突然袭击之下,数名迷彩服男子同时中箭倒地。紧接着,他迅速靠近我,动作敏捷地制服了数人,短短几分钟内,现场便一片寂静。他朝我微笑,轻声道:“刚才我混在警队中,你来时是否嚼了口香糖?”
“原来如此,你在口香糖中放了解毒剂?”我惊讶地问。
“正是,你这身警服从何而来?你究竟是谁?”他反问。
“我是黄局之子,黄有人。我父亲并不知道我已归来。若你曾调查过我,便知我是一位国际阴术师。得知父亲继续追查卡西酮案,我便匆匆返回,却还是迟了一步。”
在黄有人的帮助下,警员们服用了解毒剂,迅速康复。他研制的清髓片,专门针对卡西酮,效果显著。
当我们将邪祟带回阴术客栈时,那些孩子却不愿离去。他们被洗脑,即使现在可以自由,却仍显得迷茫。我心中五味杂陈,不知如何是好。但我们知道,不能让他们留在此处。犯罪分子已被捕,他们无人照料。我只好将他们送往相关部门,希望他们能得到妥善处理。
我们的注意力转向了那些可恶的邪祟。若非我们及时行动,竟不知他们内部已成立残人帮,一个以残害儿童为手段的团伙。他们中有医生、小偷、毒贩,从最初的几人发展至二十多人。
审问迷彩服男头领候志诚时,他否认一切:“我什么都没做,那些孩子是自愿的。你们可以去问他们,看他们是否会告发我们。”
“你这是什么意思?”我怒视着他,心中充满疑惑。
“这还不明显吗?难道现在的阴术师理解力都下降了?”候志诚显得厌烦,仿佛我们在浪费他的时间。
刘雨宁冷笑:“你以为你的所作所为,就能当作没发生过?”
“我不明白自己做了什么。那些孩子既然如此崇拜我,我也无能为力。这都是自愿的,你们不懂吗?”候志诚一副理所当然的样子,仿佛错在我们。

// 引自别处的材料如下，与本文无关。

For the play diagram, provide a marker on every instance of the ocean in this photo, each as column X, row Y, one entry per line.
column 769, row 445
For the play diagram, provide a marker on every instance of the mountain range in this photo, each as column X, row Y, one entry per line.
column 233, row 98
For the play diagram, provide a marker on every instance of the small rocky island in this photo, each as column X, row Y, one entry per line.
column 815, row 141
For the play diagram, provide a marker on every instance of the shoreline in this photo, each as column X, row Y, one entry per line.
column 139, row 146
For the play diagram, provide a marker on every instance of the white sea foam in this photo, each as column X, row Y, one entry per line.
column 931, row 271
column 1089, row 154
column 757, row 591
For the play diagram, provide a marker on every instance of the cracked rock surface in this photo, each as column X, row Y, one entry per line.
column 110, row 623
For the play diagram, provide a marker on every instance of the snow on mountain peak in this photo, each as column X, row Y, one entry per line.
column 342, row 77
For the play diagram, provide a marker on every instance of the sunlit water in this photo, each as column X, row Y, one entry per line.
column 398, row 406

“你的意思是,即便我们知道你是犯人,但若那些孩子不指证,我们也拿你没办法?”我直言不讳地指出了现状。
候志诚面无表情地回应:“我不清楚你在指什么。毕竟,我无法左右他人的想法,不是吗?24小时转瞬即逝,若无人指控我,一切便成空谈……”
他轻蔑地一笑,垂头不语,似乎在试图拖延时间。
“即便无人指证,现场的指纹和目击者的证词难道不足以证明?你以为没有受害者的指控,我们就无法提起公诉?你未免太过天真。刑事案件并不依赖受害者的指证,明白吗?”我愤怒地斥责,恨不得立刻向他展示我国的刑法。然而,他却不以为然地反驳:“没有目击证人,那些人都是我的人,他们怎会轻易出卖我?若我落网,他们同样难逃一劫。”
“所以,你们确实有所勾结,而你早已与他们串通一气?”我抓住他的漏洞,逼问。
候志诚显得有些愤怒:“别胡说八道,我们是合作伙伴,难道不能称为一伙?真是荒谬!”
他显然是广东人,一生气便不自觉地吐出方言。我与刘雨宁交换了一个眼神,意识到他的话并非全无道理。如果他坚持这一点,法庭上或许真的难以定罪。我们没有回应,只是起身离开。
走出审讯室,夏侯和高明强也结束了他们的审讯,从他们摇头的动作中,我便知道情况与候志诚相似。时间一分一秒地流逝,难道我们真的束手无策了吗?尽管我们已经找到了那些孩子。
我们决定从孩子们那里寻找突破口,于是来到了他们所在的收容所。然而,当我与孩子们谈及候志诚时,他们却三缄其口,不愿多言。
我单独与一个男孩交谈:“你经历了许多苦难,现在罪犯已经被捕,如果你们愿意站出来说出真相,指证他们,这些人就能受到法律的制裁。”
“我不知道你在说什么,我们没有受到威胁,那都是我们自愿的!”男孩回答。
“自愿?他们如此对待你们,你告诉我这是自愿?”我追问。
男孩无言以对,无论我如何询问,他都不愿透露更多信息,也没有表示愿意指证候志诚。我无奈地叹息,经过一番努力,我们发现所有孩子的态度都如出一辙,他们似乎并不愿意出面指证。
“真是没想到,我们竟然在最后一步功亏一篑!”刘雨宁气愤地一拳砸在墙上,她的手背都红肿了,但她似乎并未感到疼痛。
高明强叹息道:“或许真的无计可施了,你看,现在只剩下不到两小时。”
时间飞逝,我们在审讯中已经耗费了五个小时,之后又在这里劝说孩子们,一番周折后,一天就这样过去了。